Core Concepts
The paper proposes a novel dynamic partial average (DPAV) estimator to mitigate the overestimation bias in reinforcement learning-based dialogue policy learning, which improves the accuracy of action value estimation and leads to better dialogue performance.
Abstract
The paper focuses on the overestimation problem in reinforcement learning (RL)-based dialogue policy learning for task-completion dialogue systems. The overestimation bias in the maximum action value estimation can lead to inaccurate action values and suboptimal dialogue policies.
To address this issue, the paper proposes a dynamic partial average (DPAV) estimator. DPAV calculates the partial average between the predicted maximum action value and the predicted minimum action value, where the weights are dynamically adaptive and problem-dependent. This helps to shift the estimation towards the ground truth maximum action value and mitigate the overestimation bias.
The DPAV estimator is incorporated into a deep Q-network as the dialogue policy module. Experiments on three dialogue datasets show that the DPAV DQN method can achieve better or comparable results compared to top baselines, with a lower computational load. The paper also provides theoretical analysis on the convergence and the upper/lower bounds of the bias for the DPAV estimator.
The key highlights and insights are:
This is the first work to investigate and handle the overestimation problem in RL-based dialogue policy learning.

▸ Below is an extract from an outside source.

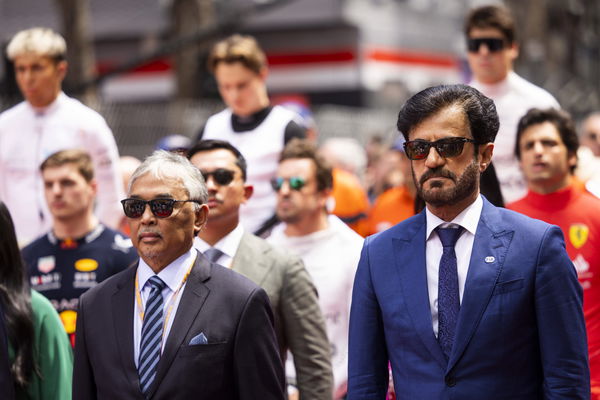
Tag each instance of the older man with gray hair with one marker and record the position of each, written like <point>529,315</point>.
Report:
<point>186,328</point>
<point>49,121</point>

The proposed DPAV estimator effectively alleviates the overestimation bias with lower computational complexity compared to ensemble-based methods.
Theoretical analysis proves the convergence of DPAV Q-learning and derives the bias bounds, demonstrating its effectiveness.
Empirical results on multiple dialogue datasets show the superior performance of DPAV DQN over state-of-the-art baselines.
Stats
The paper does not provide any specific numerical data or metrics in the main text. The results are presented in the form of learning curves and comparative analysis.